Hey Pete, what size is that door? Will the 2004 door fit and if so can you buy one and have the dealer put it in? May just save you some stress and money on labor. Kirk


----------



## Guest (May 13, 2004)

JollyMon, Sorry to read about the leaks. Not having a "bike door", I don't know what you're going through there; but the antenna leak shouldn't be hard to fix. I know it's discouraging, but keep thinking about that Buffet concert. Sure was hot here yesterday! Sorry, couldn't resist.

Happy camping,

Gary


----------



## NDJollyMon (Aug 22, 2003)

I suggested to the GM that the new bike door (2004) is redesigned, and may be a better fix. I didn't measure the new one, but I'm sure they could do some kind of mod. It would be great if they put in the new style. I don't think I'd want to buy it and tackle the job myself...it would probably leak worse when I was done!

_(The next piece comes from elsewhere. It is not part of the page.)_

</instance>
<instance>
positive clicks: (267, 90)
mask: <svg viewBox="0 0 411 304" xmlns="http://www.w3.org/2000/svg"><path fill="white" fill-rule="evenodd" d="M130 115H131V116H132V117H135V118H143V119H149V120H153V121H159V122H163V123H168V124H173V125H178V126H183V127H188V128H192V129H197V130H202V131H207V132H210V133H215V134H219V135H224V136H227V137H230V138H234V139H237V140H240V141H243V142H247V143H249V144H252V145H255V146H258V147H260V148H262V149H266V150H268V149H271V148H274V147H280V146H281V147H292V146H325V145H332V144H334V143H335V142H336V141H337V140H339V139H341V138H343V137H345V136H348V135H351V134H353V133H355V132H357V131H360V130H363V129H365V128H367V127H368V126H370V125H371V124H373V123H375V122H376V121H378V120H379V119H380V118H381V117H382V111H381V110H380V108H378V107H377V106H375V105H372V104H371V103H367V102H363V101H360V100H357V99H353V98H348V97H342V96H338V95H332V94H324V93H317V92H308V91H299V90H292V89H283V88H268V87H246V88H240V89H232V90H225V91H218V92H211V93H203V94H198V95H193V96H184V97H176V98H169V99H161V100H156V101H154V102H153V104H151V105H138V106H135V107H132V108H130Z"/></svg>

Remember: I'm the TIM ALLEN of modifications!









6 days and a wake up to JIMMY BUFFETT LIVE!


----------



## Castle Rock Outbackers (Jan 18, 2004)

Just a smidge of SNOW in Castle Rock, CO last night and into this morning. Temps fell into the mid 30's. The forecast for this Saturday and Sunday, our first real camping trip, is 73 and 74 degrees. Nice recovery!

Taking the kiddos to Chatfield SRA to try out their new fishing poles. They can't wait. I haven't fished since 1976 (I was 7), so I gotta get pumped to wrap live worms around hooks and remove hooks from fish mouths. Can't wait...









Kidding aside, it will b fun. We are excited.

Randy


----------